The labels on this github issue will be updated when the story is started.

So it turns out that the latest code did actually address some of the more basic concerns I'd seen (sorry I looked at older code than I should have).

This commit attempted to increase the overall wait from 300 seconds to 600 : 1496631#diff-978cb0b31e667752e9a85a40a5832ada6586760428a69605c5b5d4d3d39bdd44

and then this commit realized the problem with the max attempts loop that was limiting the timeout to 40 loops of five seconds for a 200 second max: 4da5176#diff-978cb0b31e667752e9a85a40a5832ada6586760428a69605c5b5d4d3d39bdd44

So after that second fix was done, things are better than I described above because now there is a 600 second timeout and this matches the default rep drain timeout of 10 minutes.

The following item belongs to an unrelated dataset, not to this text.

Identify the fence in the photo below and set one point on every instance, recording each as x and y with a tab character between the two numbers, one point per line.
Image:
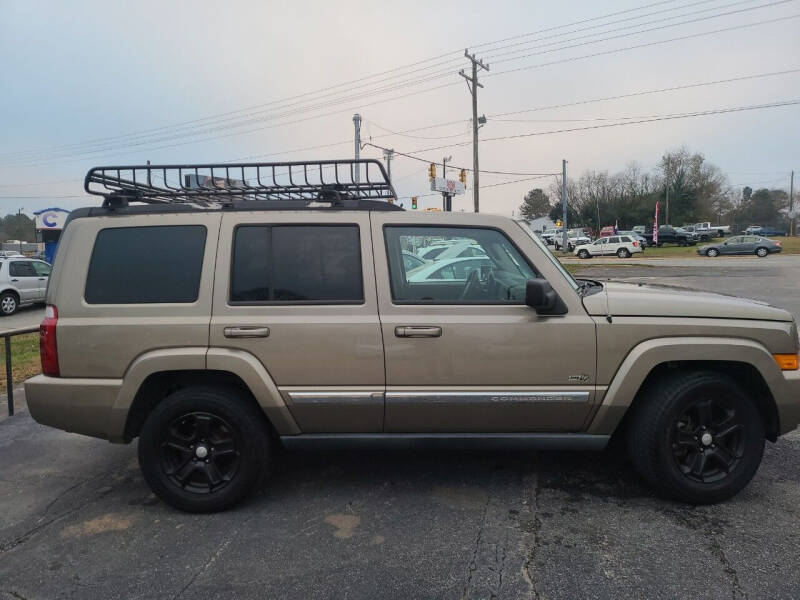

But the problem comes in when someone sets a larger-than-default drain timeout on rep with the diego.rep.evacuation_timeout_in_seconds property. In that case, there is still a bug here in silk-daemon's drain because it will timeout after 600 seconds even though the rep may still be actively draining until evacuation_timeout_in_seconds is reached.

In a nutshell the bug is therefore only that silk-daemon drain timeout is hardcoded to a 600 seconds limit, when in fact it should be picking up the rep's evacuation_timeout_in_seconds property and using that as its timeout.

@univ0298 hey, sorry it's taken so long for someone to get back to you on this!

Is this still an issue for you in the current silk-release? Looking through the code + job specs it seems like it likely is, but just wanted to confirm.

Closing due to lack of response and age of the issue, but feel free to re-open or open a new issue if this is still a thing for you!